The Lamnia US connection was solid enough to watch shows on Hulu without any interuptions. Hulu don’t broadcast at anywhere near the quality of the BBC though, so it was what I expecting. Anyway – it’s great to have that US option if you want. It’s also useful for things like Pandora which is an excellent geo-IP locked US streaming audio service. It also worked well with the CBS and Warner Bros video feeds.

So – thumbs up from me – my trial’s over and I’ll be ponying up cash to continue using the service.

Alternatives
There is an option that I hope to test soon. This requires a friendly broadband Internet connection in the UK and a bit of software called LogMeIn Hamachi which is a private VPN client/server. The way it works is that both you and your friend/family member in the UK install the Hamachi software and then when you want to watch UK telly you connect to your friend’s modem/router and thus dial out on their IP address. The downsides to this are a) they need a good quick connection with as much upstream bandwidth as possible b) they need to be vaguely technical to get it installed and running c) you’re using their bandwidth so if they’re on a quota you could end up costing them money and d) since you’re using a lot of bandwidth to view streaming video it’s only really of use when they’re not using their connection.

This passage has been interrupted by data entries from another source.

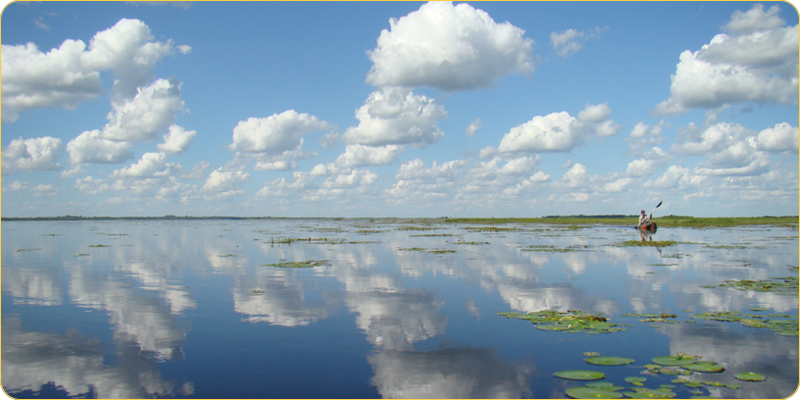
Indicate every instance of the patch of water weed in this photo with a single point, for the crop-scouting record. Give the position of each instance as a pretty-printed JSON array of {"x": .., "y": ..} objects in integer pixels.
[
  {"x": 300, "y": 264},
  {"x": 652, "y": 317},
  {"x": 418, "y": 228},
  {"x": 586, "y": 392},
  {"x": 724, "y": 246},
  {"x": 654, "y": 243},
  {"x": 572, "y": 321},
  {"x": 609, "y": 361},
  {"x": 550, "y": 248},
  {"x": 306, "y": 240},
  {"x": 433, "y": 251},
  {"x": 750, "y": 377},
  {"x": 580, "y": 375},
  {"x": 784, "y": 326},
  {"x": 491, "y": 229},
  {"x": 787, "y": 286}
]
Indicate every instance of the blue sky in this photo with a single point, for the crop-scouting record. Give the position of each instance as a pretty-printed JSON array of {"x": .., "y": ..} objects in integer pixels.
[{"x": 519, "y": 109}]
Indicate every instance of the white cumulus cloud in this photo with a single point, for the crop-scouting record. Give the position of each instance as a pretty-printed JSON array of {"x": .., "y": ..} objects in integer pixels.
[
  {"x": 226, "y": 182},
  {"x": 177, "y": 140},
  {"x": 70, "y": 74},
  {"x": 756, "y": 62},
  {"x": 151, "y": 165},
  {"x": 90, "y": 148},
  {"x": 356, "y": 155},
  {"x": 276, "y": 133},
  {"x": 781, "y": 137},
  {"x": 142, "y": 117},
  {"x": 553, "y": 132},
  {"x": 395, "y": 115},
  {"x": 450, "y": 48},
  {"x": 36, "y": 154},
  {"x": 473, "y": 127}
]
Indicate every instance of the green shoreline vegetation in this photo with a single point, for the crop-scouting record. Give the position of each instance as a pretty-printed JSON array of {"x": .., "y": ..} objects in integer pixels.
[{"x": 623, "y": 220}]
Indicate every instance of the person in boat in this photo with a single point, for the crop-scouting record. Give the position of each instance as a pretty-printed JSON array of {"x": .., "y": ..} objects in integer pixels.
[{"x": 644, "y": 219}]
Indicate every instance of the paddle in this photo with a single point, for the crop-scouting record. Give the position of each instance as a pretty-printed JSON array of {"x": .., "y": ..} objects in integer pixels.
[
  {"x": 658, "y": 205},
  {"x": 651, "y": 212}
]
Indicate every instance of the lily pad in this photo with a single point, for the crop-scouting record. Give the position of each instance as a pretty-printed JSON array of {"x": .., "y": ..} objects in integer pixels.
[
  {"x": 643, "y": 393},
  {"x": 704, "y": 367},
  {"x": 584, "y": 392},
  {"x": 635, "y": 380},
  {"x": 580, "y": 375},
  {"x": 674, "y": 360},
  {"x": 609, "y": 361},
  {"x": 750, "y": 377},
  {"x": 600, "y": 385}
]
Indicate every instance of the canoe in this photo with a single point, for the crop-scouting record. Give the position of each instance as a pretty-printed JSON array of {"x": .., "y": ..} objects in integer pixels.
[{"x": 649, "y": 227}]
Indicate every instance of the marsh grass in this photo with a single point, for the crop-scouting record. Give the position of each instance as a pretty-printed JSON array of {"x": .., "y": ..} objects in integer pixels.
[
  {"x": 663, "y": 222},
  {"x": 422, "y": 250},
  {"x": 300, "y": 264},
  {"x": 654, "y": 243}
]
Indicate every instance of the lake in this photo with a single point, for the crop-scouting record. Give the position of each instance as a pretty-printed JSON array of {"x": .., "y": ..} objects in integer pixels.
[{"x": 360, "y": 308}]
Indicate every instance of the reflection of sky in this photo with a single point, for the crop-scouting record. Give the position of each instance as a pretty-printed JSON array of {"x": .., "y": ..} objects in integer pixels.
[
  {"x": 75, "y": 364},
  {"x": 449, "y": 374},
  {"x": 739, "y": 349},
  {"x": 429, "y": 318}
]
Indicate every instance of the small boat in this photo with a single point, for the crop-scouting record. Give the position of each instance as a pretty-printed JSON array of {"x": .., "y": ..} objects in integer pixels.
[{"x": 648, "y": 227}]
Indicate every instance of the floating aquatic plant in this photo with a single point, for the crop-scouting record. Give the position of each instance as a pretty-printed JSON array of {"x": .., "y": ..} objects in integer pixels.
[
  {"x": 654, "y": 243},
  {"x": 433, "y": 251},
  {"x": 644, "y": 393},
  {"x": 552, "y": 249},
  {"x": 300, "y": 264},
  {"x": 572, "y": 321},
  {"x": 580, "y": 375},
  {"x": 609, "y": 361},
  {"x": 704, "y": 366},
  {"x": 783, "y": 327},
  {"x": 585, "y": 392},
  {"x": 750, "y": 377},
  {"x": 636, "y": 380},
  {"x": 679, "y": 360},
  {"x": 782, "y": 286}
]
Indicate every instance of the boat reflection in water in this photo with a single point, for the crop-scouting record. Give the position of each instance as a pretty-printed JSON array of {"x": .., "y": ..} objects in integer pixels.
[{"x": 391, "y": 308}]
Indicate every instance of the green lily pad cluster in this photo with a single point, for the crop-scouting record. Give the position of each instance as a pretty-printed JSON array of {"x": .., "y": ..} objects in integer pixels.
[
  {"x": 652, "y": 317},
  {"x": 786, "y": 286},
  {"x": 784, "y": 325},
  {"x": 680, "y": 364},
  {"x": 686, "y": 362},
  {"x": 572, "y": 321}
]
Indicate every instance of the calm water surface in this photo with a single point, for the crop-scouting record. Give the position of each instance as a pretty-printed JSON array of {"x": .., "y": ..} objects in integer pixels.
[{"x": 139, "y": 309}]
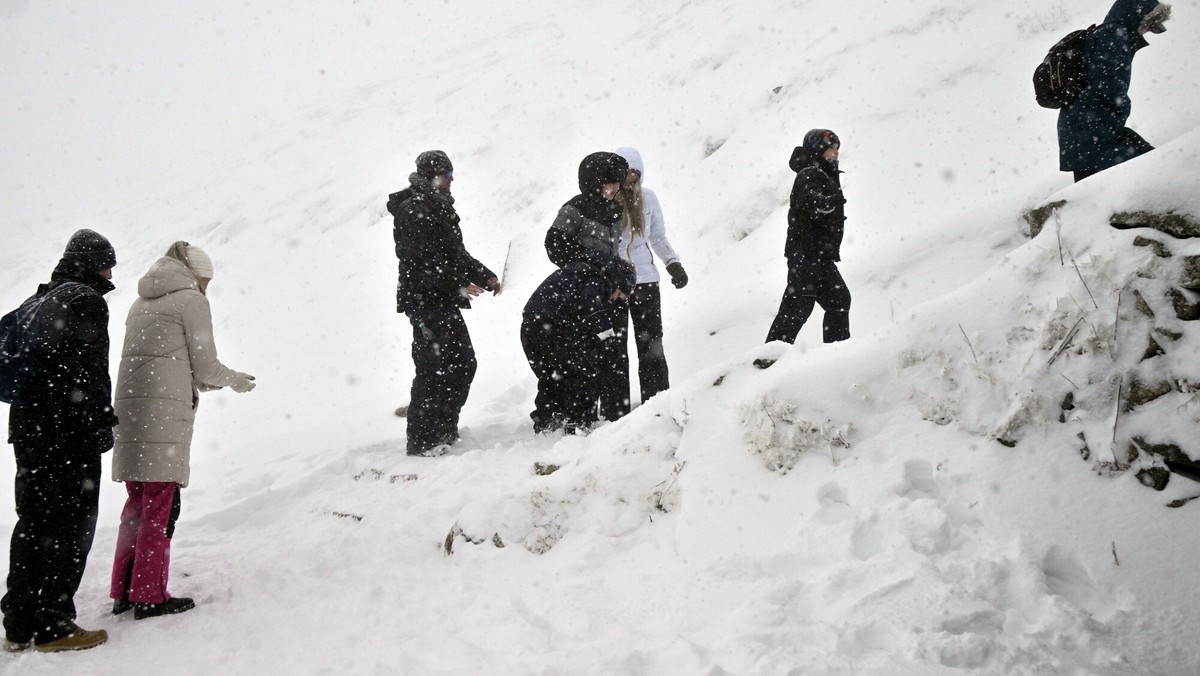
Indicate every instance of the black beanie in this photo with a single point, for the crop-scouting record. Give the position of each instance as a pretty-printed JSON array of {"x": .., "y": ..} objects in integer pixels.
[
  {"x": 820, "y": 139},
  {"x": 433, "y": 162},
  {"x": 90, "y": 250},
  {"x": 600, "y": 168}
]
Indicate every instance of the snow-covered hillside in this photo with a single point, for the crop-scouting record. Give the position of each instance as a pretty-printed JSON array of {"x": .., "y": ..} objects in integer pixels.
[{"x": 846, "y": 512}]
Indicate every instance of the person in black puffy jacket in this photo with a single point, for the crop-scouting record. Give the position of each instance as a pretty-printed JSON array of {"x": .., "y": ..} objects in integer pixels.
[
  {"x": 437, "y": 280},
  {"x": 588, "y": 229},
  {"x": 815, "y": 226},
  {"x": 58, "y": 440},
  {"x": 1092, "y": 132}
]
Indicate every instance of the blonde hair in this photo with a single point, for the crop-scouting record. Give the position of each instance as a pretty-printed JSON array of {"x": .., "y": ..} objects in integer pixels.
[{"x": 631, "y": 202}]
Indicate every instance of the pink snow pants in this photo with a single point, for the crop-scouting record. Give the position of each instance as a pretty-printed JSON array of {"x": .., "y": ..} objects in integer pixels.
[{"x": 143, "y": 542}]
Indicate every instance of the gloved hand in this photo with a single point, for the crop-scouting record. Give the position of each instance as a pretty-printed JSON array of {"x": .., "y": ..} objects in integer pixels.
[
  {"x": 678, "y": 277},
  {"x": 244, "y": 383}
]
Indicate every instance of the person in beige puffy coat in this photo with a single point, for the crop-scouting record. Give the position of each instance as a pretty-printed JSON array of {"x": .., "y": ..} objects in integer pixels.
[{"x": 168, "y": 358}]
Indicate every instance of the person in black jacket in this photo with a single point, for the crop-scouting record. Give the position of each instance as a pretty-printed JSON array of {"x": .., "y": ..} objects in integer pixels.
[
  {"x": 588, "y": 229},
  {"x": 437, "y": 280},
  {"x": 815, "y": 226},
  {"x": 564, "y": 328},
  {"x": 58, "y": 440},
  {"x": 1092, "y": 132}
]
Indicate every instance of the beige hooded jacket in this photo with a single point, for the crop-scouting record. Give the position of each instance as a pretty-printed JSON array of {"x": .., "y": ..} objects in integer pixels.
[{"x": 168, "y": 357}]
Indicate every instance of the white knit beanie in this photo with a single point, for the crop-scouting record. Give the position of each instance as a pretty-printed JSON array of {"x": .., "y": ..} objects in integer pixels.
[{"x": 199, "y": 262}]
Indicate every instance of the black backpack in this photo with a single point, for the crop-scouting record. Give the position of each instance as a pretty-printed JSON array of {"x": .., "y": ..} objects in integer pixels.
[
  {"x": 1062, "y": 75},
  {"x": 22, "y": 374}
]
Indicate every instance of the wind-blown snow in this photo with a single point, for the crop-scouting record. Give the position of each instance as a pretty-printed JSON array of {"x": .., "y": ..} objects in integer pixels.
[{"x": 846, "y": 512}]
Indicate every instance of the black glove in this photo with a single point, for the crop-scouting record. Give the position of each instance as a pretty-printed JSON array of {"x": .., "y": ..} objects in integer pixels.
[{"x": 678, "y": 277}]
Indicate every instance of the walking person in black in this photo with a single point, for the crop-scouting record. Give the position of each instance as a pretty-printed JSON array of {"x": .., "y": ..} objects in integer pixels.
[
  {"x": 58, "y": 440},
  {"x": 588, "y": 229},
  {"x": 564, "y": 330},
  {"x": 815, "y": 225},
  {"x": 1092, "y": 132},
  {"x": 437, "y": 280}
]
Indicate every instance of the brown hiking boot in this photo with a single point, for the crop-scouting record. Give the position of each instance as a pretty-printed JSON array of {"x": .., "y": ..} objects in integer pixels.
[{"x": 79, "y": 639}]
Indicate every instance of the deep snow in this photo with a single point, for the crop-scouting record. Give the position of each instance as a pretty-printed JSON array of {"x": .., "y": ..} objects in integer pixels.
[{"x": 665, "y": 544}]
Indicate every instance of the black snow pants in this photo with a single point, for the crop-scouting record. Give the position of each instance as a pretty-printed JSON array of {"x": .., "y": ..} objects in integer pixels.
[
  {"x": 58, "y": 501},
  {"x": 813, "y": 281},
  {"x": 445, "y": 365},
  {"x": 645, "y": 310},
  {"x": 568, "y": 365}
]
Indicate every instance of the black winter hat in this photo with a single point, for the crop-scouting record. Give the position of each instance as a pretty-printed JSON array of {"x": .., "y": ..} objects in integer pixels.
[
  {"x": 600, "y": 168},
  {"x": 433, "y": 162},
  {"x": 90, "y": 250},
  {"x": 820, "y": 139}
]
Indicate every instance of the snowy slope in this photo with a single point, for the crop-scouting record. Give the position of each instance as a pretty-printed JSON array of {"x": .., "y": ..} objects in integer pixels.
[{"x": 665, "y": 543}]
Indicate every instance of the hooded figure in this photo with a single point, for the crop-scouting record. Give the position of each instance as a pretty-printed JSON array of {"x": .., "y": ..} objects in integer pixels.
[
  {"x": 1092, "y": 132},
  {"x": 58, "y": 437},
  {"x": 587, "y": 229},
  {"x": 815, "y": 225},
  {"x": 168, "y": 358},
  {"x": 588, "y": 226},
  {"x": 437, "y": 280},
  {"x": 564, "y": 327}
]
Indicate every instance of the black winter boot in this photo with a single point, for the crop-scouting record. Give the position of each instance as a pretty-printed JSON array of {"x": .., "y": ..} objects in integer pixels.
[{"x": 171, "y": 606}]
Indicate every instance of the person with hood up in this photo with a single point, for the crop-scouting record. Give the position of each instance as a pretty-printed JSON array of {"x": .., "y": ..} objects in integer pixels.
[
  {"x": 167, "y": 359},
  {"x": 587, "y": 229},
  {"x": 643, "y": 235},
  {"x": 59, "y": 434},
  {"x": 564, "y": 327},
  {"x": 437, "y": 280},
  {"x": 1092, "y": 132},
  {"x": 815, "y": 226}
]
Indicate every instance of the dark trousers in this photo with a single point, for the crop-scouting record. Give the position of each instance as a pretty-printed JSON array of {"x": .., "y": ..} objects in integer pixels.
[
  {"x": 615, "y": 375},
  {"x": 568, "y": 366},
  {"x": 58, "y": 500},
  {"x": 645, "y": 309},
  {"x": 445, "y": 366},
  {"x": 813, "y": 281}
]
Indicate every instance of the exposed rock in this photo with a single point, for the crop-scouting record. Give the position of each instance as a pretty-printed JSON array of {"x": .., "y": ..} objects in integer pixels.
[
  {"x": 1185, "y": 306},
  {"x": 1152, "y": 351},
  {"x": 1191, "y": 276},
  {"x": 1168, "y": 334},
  {"x": 1038, "y": 216},
  {"x": 1068, "y": 404},
  {"x": 1155, "y": 477},
  {"x": 1144, "y": 393},
  {"x": 1139, "y": 301},
  {"x": 1181, "y": 226},
  {"x": 1158, "y": 247},
  {"x": 1168, "y": 452}
]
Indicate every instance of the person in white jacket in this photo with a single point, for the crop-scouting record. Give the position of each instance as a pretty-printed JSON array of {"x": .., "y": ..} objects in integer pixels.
[
  {"x": 645, "y": 235},
  {"x": 167, "y": 359}
]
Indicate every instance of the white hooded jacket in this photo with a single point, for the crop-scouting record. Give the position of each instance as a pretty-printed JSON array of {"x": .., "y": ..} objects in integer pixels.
[
  {"x": 641, "y": 250},
  {"x": 167, "y": 358}
]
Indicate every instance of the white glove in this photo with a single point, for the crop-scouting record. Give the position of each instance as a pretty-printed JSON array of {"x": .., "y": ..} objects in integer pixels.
[{"x": 244, "y": 383}]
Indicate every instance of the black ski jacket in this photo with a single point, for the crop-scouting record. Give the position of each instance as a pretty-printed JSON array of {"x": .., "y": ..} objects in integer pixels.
[
  {"x": 817, "y": 215},
  {"x": 435, "y": 265},
  {"x": 73, "y": 408}
]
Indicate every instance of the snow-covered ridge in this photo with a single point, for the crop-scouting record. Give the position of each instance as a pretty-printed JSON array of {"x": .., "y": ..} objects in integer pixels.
[{"x": 903, "y": 537}]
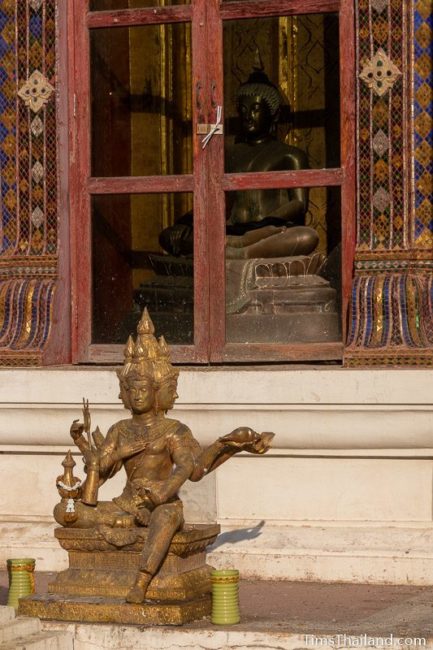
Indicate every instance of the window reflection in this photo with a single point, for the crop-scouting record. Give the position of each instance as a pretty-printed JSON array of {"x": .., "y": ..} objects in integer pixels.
[
  {"x": 130, "y": 271},
  {"x": 141, "y": 100}
]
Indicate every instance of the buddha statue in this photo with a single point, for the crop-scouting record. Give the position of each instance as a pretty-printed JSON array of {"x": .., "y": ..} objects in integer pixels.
[
  {"x": 265, "y": 223},
  {"x": 159, "y": 455},
  {"x": 260, "y": 223}
]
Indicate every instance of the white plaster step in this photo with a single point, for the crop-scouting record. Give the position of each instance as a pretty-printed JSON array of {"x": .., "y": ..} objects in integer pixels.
[
  {"x": 117, "y": 637},
  {"x": 6, "y": 614},
  {"x": 18, "y": 627},
  {"x": 40, "y": 641},
  {"x": 382, "y": 554}
]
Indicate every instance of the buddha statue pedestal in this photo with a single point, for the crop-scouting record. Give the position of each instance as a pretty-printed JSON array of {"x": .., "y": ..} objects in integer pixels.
[
  {"x": 280, "y": 300},
  {"x": 103, "y": 564}
]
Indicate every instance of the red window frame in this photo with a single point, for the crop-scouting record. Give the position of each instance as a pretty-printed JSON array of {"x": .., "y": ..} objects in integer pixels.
[{"x": 208, "y": 181}]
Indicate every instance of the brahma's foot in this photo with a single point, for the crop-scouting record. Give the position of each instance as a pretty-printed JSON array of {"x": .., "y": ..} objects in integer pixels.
[{"x": 138, "y": 592}]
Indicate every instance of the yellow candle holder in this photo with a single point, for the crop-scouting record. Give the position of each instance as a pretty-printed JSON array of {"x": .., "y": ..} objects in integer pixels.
[
  {"x": 225, "y": 597},
  {"x": 21, "y": 579}
]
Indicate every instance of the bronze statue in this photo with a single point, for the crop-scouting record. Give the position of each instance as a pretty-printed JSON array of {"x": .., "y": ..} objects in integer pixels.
[
  {"x": 159, "y": 454},
  {"x": 261, "y": 223}
]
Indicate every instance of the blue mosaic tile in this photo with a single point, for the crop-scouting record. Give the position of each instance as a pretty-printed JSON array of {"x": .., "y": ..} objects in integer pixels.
[{"x": 36, "y": 26}]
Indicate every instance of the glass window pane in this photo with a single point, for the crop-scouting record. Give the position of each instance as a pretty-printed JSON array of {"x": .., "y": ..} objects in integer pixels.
[
  {"x": 111, "y": 5},
  {"x": 141, "y": 100},
  {"x": 281, "y": 93},
  {"x": 131, "y": 270},
  {"x": 283, "y": 282}
]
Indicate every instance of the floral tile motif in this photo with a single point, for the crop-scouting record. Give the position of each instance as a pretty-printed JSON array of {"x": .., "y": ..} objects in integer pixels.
[{"x": 380, "y": 73}]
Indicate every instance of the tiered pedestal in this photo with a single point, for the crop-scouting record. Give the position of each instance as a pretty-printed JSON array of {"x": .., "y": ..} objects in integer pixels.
[
  {"x": 280, "y": 300},
  {"x": 103, "y": 565}
]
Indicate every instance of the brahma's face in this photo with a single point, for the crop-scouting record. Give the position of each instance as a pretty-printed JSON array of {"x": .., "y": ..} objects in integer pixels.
[{"x": 140, "y": 395}]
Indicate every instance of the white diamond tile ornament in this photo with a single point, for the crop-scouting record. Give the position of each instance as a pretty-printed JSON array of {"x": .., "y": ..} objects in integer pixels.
[
  {"x": 36, "y": 91},
  {"x": 380, "y": 73},
  {"x": 37, "y": 127},
  {"x": 380, "y": 143}
]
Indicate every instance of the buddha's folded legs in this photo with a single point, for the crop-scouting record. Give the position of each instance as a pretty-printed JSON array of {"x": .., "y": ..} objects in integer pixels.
[
  {"x": 298, "y": 240},
  {"x": 252, "y": 236}
]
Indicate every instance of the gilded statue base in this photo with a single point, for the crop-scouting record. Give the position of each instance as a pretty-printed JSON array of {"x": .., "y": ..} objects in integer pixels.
[
  {"x": 103, "y": 565},
  {"x": 94, "y": 609}
]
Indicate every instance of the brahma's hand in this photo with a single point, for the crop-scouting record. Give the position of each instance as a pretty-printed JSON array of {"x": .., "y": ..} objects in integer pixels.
[{"x": 245, "y": 439}]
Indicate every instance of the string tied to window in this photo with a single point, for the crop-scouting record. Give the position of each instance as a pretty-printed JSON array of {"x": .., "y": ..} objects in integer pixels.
[{"x": 212, "y": 129}]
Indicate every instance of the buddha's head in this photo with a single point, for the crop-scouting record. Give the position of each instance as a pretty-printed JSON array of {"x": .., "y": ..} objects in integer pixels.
[{"x": 258, "y": 102}]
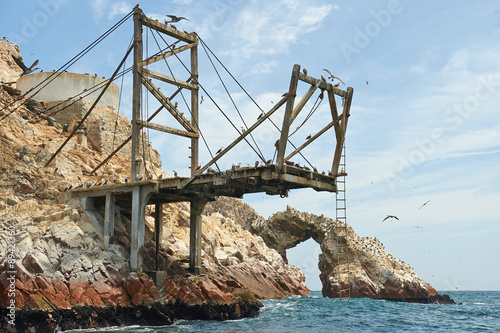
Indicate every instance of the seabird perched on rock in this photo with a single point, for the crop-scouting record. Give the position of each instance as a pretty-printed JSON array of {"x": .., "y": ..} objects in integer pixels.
[
  {"x": 390, "y": 217},
  {"x": 26, "y": 70},
  {"x": 175, "y": 19}
]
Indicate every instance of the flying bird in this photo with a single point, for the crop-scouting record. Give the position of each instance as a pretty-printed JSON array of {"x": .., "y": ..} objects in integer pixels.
[
  {"x": 175, "y": 19},
  {"x": 26, "y": 70},
  {"x": 390, "y": 217},
  {"x": 425, "y": 203},
  {"x": 333, "y": 76}
]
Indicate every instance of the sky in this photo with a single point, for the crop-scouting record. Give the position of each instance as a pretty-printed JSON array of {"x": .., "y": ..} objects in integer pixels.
[{"x": 424, "y": 124}]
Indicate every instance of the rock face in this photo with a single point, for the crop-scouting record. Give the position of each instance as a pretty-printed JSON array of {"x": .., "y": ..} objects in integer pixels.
[
  {"x": 370, "y": 271},
  {"x": 59, "y": 256}
]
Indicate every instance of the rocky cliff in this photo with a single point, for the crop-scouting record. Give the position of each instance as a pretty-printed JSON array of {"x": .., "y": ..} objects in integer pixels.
[{"x": 64, "y": 276}]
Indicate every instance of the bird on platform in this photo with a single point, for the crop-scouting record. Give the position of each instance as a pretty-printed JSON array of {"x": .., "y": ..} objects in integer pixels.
[
  {"x": 425, "y": 203},
  {"x": 333, "y": 76},
  {"x": 390, "y": 217},
  {"x": 175, "y": 19},
  {"x": 26, "y": 70}
]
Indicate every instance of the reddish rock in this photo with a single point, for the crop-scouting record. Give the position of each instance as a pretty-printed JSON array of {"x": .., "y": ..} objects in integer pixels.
[{"x": 213, "y": 293}]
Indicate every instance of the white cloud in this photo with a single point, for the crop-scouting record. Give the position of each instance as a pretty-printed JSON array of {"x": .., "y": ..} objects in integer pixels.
[{"x": 102, "y": 7}]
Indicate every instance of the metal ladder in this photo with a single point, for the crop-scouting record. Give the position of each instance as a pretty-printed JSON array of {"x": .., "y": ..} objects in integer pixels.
[{"x": 342, "y": 270}]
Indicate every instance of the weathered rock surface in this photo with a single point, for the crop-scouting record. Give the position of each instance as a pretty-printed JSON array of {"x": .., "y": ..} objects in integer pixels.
[
  {"x": 370, "y": 271},
  {"x": 62, "y": 267}
]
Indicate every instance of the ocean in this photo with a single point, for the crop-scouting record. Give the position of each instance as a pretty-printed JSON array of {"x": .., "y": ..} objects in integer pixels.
[{"x": 479, "y": 311}]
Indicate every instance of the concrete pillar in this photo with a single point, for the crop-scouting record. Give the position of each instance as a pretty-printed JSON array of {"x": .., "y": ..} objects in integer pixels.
[
  {"x": 158, "y": 231},
  {"x": 138, "y": 228},
  {"x": 109, "y": 219},
  {"x": 197, "y": 205}
]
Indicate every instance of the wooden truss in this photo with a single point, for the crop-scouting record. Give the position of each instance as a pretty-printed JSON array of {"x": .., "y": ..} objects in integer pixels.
[{"x": 144, "y": 77}]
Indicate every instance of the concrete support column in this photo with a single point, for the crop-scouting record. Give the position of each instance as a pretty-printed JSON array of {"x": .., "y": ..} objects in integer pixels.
[
  {"x": 197, "y": 205},
  {"x": 109, "y": 219},
  {"x": 158, "y": 231},
  {"x": 138, "y": 228}
]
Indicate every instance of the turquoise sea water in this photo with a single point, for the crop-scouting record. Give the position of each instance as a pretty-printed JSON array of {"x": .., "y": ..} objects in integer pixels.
[{"x": 479, "y": 312}]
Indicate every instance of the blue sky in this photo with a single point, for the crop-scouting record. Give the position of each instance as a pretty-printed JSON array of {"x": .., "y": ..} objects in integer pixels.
[{"x": 425, "y": 127}]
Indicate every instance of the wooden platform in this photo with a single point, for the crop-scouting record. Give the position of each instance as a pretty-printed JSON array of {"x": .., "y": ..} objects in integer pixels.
[{"x": 232, "y": 183}]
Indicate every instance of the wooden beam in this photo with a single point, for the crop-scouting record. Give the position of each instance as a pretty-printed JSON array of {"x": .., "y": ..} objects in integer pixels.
[
  {"x": 167, "y": 129},
  {"x": 302, "y": 102},
  {"x": 317, "y": 135},
  {"x": 194, "y": 109},
  {"x": 317, "y": 185},
  {"x": 90, "y": 109},
  {"x": 168, "y": 79},
  {"x": 292, "y": 91},
  {"x": 136, "y": 88},
  {"x": 335, "y": 116},
  {"x": 130, "y": 137},
  {"x": 322, "y": 85},
  {"x": 167, "y": 54},
  {"x": 167, "y": 30},
  {"x": 242, "y": 136},
  {"x": 342, "y": 129},
  {"x": 168, "y": 105}
]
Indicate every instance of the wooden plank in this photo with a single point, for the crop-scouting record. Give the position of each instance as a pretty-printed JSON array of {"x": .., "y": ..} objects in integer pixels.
[
  {"x": 167, "y": 129},
  {"x": 317, "y": 185},
  {"x": 168, "y": 79},
  {"x": 168, "y": 105},
  {"x": 167, "y": 30},
  {"x": 194, "y": 109},
  {"x": 136, "y": 89},
  {"x": 335, "y": 116},
  {"x": 302, "y": 103},
  {"x": 342, "y": 130},
  {"x": 292, "y": 91},
  {"x": 238, "y": 139},
  {"x": 317, "y": 135},
  {"x": 167, "y": 54},
  {"x": 323, "y": 85}
]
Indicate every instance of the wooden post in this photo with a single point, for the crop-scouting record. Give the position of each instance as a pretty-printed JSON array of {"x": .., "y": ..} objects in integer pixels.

As cool as watching live UK TV is though, I still heartily recommend the newsgroups, which I cover in this post. You can get stuff pre-ripped, DRM free, in extremely fast download times. There’s very little I’ve failed to find on the newsgroups and it’s where the vast majority of my TV downloads come from.

If you’re a Mac user then I can also strongly recommend the iPlayer Downloader. This great bit of software enables you to download anything on the iPlayer site with one click. Files are saved in DRM-free .mov format and you can even cue-up multiple downloads. If you’re a Windows user then try this iPlayer Downloader which does the same job. Bear in mind though that you’ll still need a UK IP address to get either of these programs to work – they just get round the issue of removing DRM and changing file format that I previously addressed with Digital Media Converter.